Objectives
We offer the most intensive input of information, skills and ideas at the beginning, gradually allowing you to develop your project independently. Our staff team includes practicing professionals who exhibit work in moving image, typography and contemporary art as well as guest lectures from contemporary practitioners. Workshops are available in design for print, photography, video, and letterpress typography. We also use London as an expanded learning environment for creative and critical interaction, with study visits to exhibitions, production facilities and creative environments. You define and develop your own project, to combine your ideas, experience and interests and connect with a particular audience or group of people. Examples of our students’ projects include: . Interactive Magazine: involving viewers in the production of meaning . Freedom and gender identity in London and New York . Poetry and Science: education for sustainable development in Chile . Balancing Eastern cultural tradition with Western technological development. Studies are complemented by lectures, seminars and workshops designed to help you develop wider contextual understanding, research skills and awareness of professional issues. MA Graphic Design is part of the postgraduate community at Camberwell and there are a number of ways in which the MA courses interact, most notably through research skills and career development. There is also a shared lecture programme, which draws upon the richness of research within the College and the University.
Course description
Content
This course challenges the idea that visual communication is a neutral activity.
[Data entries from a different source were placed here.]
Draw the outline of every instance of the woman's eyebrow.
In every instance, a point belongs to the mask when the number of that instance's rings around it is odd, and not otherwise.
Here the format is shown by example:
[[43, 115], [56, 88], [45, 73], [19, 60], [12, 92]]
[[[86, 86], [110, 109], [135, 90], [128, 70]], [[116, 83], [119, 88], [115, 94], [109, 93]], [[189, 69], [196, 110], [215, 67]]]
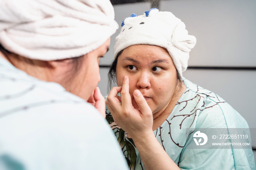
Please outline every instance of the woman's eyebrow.
[[139, 61], [138, 61], [136, 59], [134, 59], [133, 58], [130, 58], [129, 57], [125, 57], [125, 58], [124, 58], [122, 61], [123, 61], [125, 60], [129, 60], [129, 61], [131, 61], [138, 64], [139, 64], [140, 63], [140, 62]]
[[155, 60], [154, 61], [152, 61], [151, 62], [151, 63], [155, 64], [155, 63], [159, 63], [161, 62], [166, 63], [167, 64], [169, 63], [169, 62], [168, 62], [168, 61], [166, 59], [158, 59], [157, 60]]

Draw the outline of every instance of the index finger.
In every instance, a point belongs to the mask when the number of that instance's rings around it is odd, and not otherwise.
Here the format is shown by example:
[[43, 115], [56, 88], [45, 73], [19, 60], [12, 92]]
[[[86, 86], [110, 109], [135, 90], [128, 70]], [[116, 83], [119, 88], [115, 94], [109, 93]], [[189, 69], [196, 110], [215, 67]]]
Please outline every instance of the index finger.
[[121, 92], [122, 87], [114, 87], [110, 91], [107, 97], [107, 100], [111, 105], [121, 105], [119, 100], [116, 97], [117, 93]]
[[127, 76], [125, 76], [123, 82], [122, 90], [120, 93], [122, 98], [122, 105], [124, 108], [129, 108], [132, 105], [129, 89], [129, 78]]

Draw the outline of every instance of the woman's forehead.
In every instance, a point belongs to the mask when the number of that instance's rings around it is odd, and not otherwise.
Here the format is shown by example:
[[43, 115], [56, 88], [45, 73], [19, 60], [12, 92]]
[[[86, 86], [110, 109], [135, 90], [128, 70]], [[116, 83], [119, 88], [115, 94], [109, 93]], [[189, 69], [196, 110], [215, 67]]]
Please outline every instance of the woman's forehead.
[[159, 46], [148, 45], [135, 45], [128, 47], [124, 50], [118, 59], [121, 61], [146, 62], [150, 60], [154, 63], [169, 63], [172, 61], [166, 49]]

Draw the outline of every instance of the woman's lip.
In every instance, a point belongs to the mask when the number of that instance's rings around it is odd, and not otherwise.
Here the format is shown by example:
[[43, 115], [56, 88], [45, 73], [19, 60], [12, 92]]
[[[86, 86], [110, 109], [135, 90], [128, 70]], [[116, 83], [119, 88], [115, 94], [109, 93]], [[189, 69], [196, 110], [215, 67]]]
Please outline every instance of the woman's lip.
[[148, 96], [143, 96], [143, 97], [144, 97], [144, 98], [147, 100], [149, 99], [151, 97], [149, 97]]

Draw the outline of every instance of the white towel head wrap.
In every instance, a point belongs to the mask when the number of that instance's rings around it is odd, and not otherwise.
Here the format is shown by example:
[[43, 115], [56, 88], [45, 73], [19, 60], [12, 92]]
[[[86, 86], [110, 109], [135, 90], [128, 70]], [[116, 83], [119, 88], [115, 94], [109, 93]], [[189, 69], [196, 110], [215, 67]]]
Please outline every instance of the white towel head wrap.
[[189, 52], [195, 46], [196, 38], [188, 34], [185, 25], [169, 12], [153, 8], [144, 15], [132, 14], [123, 21], [116, 38], [114, 56], [129, 46], [148, 44], [165, 48], [180, 75], [188, 67]]
[[114, 33], [114, 18], [109, 0], [1, 0], [0, 43], [33, 59], [76, 57]]

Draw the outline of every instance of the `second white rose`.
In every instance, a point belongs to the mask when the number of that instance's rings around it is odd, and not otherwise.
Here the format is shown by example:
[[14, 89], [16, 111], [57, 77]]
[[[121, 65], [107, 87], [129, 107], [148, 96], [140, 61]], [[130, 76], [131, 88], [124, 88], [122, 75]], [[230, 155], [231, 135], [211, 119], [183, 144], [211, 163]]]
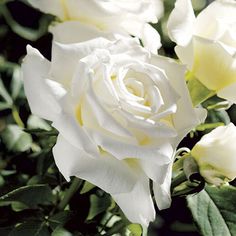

By studying here you will take issue with the content and the context of your design work. Our aim is to help you develop research skills and generate concepts to support visual communication. This course is truly international, not only because students come from around the world but also because we critically engage with visual culture as part of a dynamic, global process.
Course Highlights
The MA in Graphic Design at Camberwell helps you prepare for high-level professional practice. With a research oriented and socially engaged ethos, the focus is on delivering outcomes in the public domain. We encourage you to collaborate with external organisations and we help you realise your potential to get the best results.
MA Graphic Design Staff
The course is led by David Cross, who studied Design at Central St Martins and the Royal College of Arts, then moved on to establish a collaborative practice in fine art as one half of the partnership Cornford and Cross. Practicing professionals who contribute to the programme include film and video maker Sigune Hamann; environmental/cultural activists Platform; artist and curator Gavin Wade, and typographic artist and designer Sam Winston.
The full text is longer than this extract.